その所為もあってか昼食は簡単な感じの献立であることが多いが、今日のは牛丼、味噌汁、筍とこんにゃくの煮物、ほうれん草の胡麻和え、以上4品と中々に豪勢だ。
丼ものは明治以降の発明で、それ以前は飯に他の物を乗せるのは下品だと考えられていた、と言うのが前世の世界だがこの世界では肉食が当たり前であるように丼ものも普通に食べられているようだ。
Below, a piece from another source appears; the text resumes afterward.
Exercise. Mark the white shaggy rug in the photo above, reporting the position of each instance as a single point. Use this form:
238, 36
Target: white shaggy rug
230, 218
どうやら、昼食を同席して食べるのは母上と智香子姉上だけらしい。
「ちーちゃん。随分とお久しぶりな気がするけど、ちゃんとご飯は食べてるのかしら?」
「だいじょうぶなのー、最近は面倒で手間の掛かる調合が増えてるからどうしても手が離せないけど、ちゃんと食べてるの―」
「それなら良いですけど。貴女もそろそろ縁談の一つもあっておかしくない年頃ですからね。錬玉術は確かに優れた技術ですけれども、武家の婦女子としての嗜みと慎みもしっかりと身につけないとダメですよ」
「はーい、なの」
言い聞かせるような母上の言葉に、姉上は殆どなげやりといった感じの返事を返した。
「で、しーちゃん。ちーちゃんのお仕事についてはわかったかしら?」
そんな姉上の様子に軽くため息をつきながら、今度は俺に話をふる。
「そういえば、この世界の地理についての話ばかりで、姉上の行う錬玉術とやらについては、詳しく聞いていませんね」
「錬玉術は最近江戸に入ってきたばかりの新しい技術です。何をするにせよ今後はこの技術が様々な影響を江戸だけでなく火の国全てに与えることでしょう。しーちゃんも概要程度は学んでおくべきですね。ちーちゃん、午後からもしーちゃんを頼みますよ」
「わかったのー、午後からは壊れた物や汚れてダメになった物なんかを買いに行くつもりだったの―。志七郎君も連れて行くの―」
相変わらず、俺の予定については俺には決定権が無いらしい。